The chapter presents acoustic presence detection, which can be applied to support the smart home system with information about the presence of humans in the environment. The acoustic presence detection is based on digital signal processing and machine learning methods, with the objective to classify the captured audio signal into the corresponding class. An analysis of different audio capturing devices for a smart home environment from the perspective of acoustic presence detection will be carried out. The presence detection task consists of voice activity detection, feature extraction, and classification. The extension of acoustic presence detection with additional information about the user's characteristics is proposed. This information can be used to optimize the smart home human-computer interface with personalization and customization functionalities.
TopIntroduction
Rapid research progress in the field of Information Communications Technology (ICT) has an important influence on everyday life, with an increasing number of devices present in the human environment. Existing communication networks and their successors, like 5G, enable the development of a smart home environment, where all these devices communicate and integrate into one system, with the objective to ease and support human life. The population in developed countries is aging fast. This will result in an increased ratio of elderly persons who will need additional care. The smart home environment can provide one of the solutions to prolonging the independent life of the elderly and, in addition, simplify the organization for caregivers from the point when they can’t live independently anymore onwards.
A broad set of various services can be implemented in a smart home environment, with the objective to improve the quality of life of the inhabitants. A basic set of services is oriented toward establishing a fully automated and energy-efficient home environment. An extended set of smart home services includes fusion of different information and media content sources into a common platform, which serves as a virtual assistant . The interaction with the assistant can be carried out in an almost natural way if embodied conversational agents (Rojc et al., 2017) are implemented in this role. One of the key pieces of information needed for successful operation should answer the question if users are present in the environment. A smart home environment must be able to monitor the users inside the home, to be aware of their presence and movements in particular rooms.
The presence detection systems in a smart home environment can be implemented in various ways. The basic concept behind presence detection is to measure some of the biological, technical or environmental conditions, which are influenced or generated by the users who are present in the smart home. From the quality of experience point of view, users prefer those presence detection systems which are non-invasive. In the opposite case, users have to carry with them a presence device, which reduces the perceived smart home experience significantly. The presence device can be a dedicated hardware module, which is, typically, using one of the in-door positioning methods to sense the user’s presence. Wireless systems like RFID, NFC, Bluetooth, Bluetooth Low Energy (BLE), etc. have been applied successfully for this task. Another approach is to use some terminal equipment that users are carrying with them as a presence device. Nowadays, a smartphone is best suited for this task, although it still has to be carried by the users all the time to fulfill the role of the presence device, which reduces the comfort of smart home inhabitants.
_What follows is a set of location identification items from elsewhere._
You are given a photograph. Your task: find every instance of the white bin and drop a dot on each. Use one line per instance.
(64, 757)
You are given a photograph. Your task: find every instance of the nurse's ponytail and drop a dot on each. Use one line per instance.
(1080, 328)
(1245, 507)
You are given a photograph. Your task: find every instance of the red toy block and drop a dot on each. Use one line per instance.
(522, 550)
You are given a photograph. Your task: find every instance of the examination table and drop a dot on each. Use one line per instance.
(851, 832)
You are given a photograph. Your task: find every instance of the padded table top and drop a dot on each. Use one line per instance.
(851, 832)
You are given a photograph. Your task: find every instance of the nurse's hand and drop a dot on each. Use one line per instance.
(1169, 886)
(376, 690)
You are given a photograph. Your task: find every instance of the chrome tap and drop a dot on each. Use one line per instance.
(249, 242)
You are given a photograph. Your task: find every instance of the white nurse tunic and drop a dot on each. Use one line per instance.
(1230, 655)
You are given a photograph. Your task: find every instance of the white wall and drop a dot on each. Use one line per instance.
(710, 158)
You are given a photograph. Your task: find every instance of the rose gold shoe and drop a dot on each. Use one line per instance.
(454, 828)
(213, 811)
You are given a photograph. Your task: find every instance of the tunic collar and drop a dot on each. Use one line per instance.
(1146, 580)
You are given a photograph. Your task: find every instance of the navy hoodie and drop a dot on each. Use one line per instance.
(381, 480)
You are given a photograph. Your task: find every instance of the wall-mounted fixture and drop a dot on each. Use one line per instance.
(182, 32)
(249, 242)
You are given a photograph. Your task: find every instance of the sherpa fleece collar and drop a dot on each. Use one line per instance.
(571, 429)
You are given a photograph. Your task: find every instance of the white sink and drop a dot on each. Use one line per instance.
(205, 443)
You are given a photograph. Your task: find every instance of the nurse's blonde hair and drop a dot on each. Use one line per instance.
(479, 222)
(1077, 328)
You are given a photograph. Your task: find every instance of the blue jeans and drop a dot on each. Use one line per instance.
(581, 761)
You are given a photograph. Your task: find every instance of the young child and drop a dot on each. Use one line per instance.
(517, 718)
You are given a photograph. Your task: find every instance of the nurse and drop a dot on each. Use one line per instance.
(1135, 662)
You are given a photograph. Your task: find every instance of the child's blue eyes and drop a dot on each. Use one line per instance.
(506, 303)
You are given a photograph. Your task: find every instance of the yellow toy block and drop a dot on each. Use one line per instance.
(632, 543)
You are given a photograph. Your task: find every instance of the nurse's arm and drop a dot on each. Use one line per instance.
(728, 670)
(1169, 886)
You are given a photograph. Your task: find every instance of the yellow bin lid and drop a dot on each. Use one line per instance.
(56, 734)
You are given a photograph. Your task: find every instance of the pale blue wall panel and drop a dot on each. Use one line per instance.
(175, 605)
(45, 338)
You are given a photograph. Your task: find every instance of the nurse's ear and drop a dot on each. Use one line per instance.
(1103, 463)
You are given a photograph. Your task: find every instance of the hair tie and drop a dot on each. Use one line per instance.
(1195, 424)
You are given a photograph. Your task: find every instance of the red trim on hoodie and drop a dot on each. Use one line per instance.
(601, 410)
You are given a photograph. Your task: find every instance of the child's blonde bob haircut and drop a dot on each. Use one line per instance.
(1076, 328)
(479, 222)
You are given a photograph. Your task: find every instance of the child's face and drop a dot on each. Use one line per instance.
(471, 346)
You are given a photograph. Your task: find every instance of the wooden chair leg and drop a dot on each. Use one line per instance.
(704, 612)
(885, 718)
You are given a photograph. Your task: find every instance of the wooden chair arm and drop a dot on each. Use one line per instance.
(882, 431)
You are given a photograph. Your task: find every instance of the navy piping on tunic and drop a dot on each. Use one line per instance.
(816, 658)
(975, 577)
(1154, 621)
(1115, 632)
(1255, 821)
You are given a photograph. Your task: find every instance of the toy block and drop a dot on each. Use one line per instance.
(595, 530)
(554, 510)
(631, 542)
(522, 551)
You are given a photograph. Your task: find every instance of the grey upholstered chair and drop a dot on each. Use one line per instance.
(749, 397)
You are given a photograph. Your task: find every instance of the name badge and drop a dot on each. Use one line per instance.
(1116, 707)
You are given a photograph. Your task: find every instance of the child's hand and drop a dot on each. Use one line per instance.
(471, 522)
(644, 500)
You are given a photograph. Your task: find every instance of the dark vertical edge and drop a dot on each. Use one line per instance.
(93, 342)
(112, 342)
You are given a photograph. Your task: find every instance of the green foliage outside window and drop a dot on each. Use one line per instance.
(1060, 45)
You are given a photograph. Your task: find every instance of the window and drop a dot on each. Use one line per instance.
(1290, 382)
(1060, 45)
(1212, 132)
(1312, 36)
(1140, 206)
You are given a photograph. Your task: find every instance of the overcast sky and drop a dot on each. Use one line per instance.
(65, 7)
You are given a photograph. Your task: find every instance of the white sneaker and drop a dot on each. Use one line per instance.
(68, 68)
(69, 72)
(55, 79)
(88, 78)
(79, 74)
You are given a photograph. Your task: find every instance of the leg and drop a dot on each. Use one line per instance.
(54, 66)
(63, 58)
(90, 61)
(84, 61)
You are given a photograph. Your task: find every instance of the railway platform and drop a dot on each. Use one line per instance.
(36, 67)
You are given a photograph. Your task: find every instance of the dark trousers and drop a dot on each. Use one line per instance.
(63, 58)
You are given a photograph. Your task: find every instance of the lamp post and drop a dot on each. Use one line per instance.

The non-invasive methods for presence detection in a smart home can be classified according to the modality which is being measured or monitored to detect the user’s presence. A frequently used approach is based on Passive Infra-Red (PIR) motion detection sensors. The PIR sensor is a small electronic device, which operates locally and detects the increased level of infra-red light radiation emitted by humans. Another solution is based on acoustic presence detection, which estimates the users’ presence based on uttered words and other sound produced by the speakers during their presence and activities in the environment of a smart home. In this case, the audio signal is captured by a single microphone or by a microphone array, and processed to detect users’ presence with audio and speech classification algorithms. A similar approach can be carried out using the visual modality, where a video camera captures a signal and the user’s presence is detected with visual object recognition algorithms. An example of the non-invasive presence detection method, which is measuring technical conditions, is based on estimating the change in the electromagnetic field using IEEE 802.11 Wi-Fi access points.
The objective of the proposed encyclopedia article1 is to present the approach of acoustic presence detection in a smart home environment, analyze the modules which are building the complete system, and propose the key elements for the given context. The acoustic presence detection solution benefits greatly from Human-Computer Interfaces, which are part of intelligent ambient. The usage of acoustic presence detection in a smart home environment is one of the building blocks which is a prerequisite for establishing a natural user-interface for human users.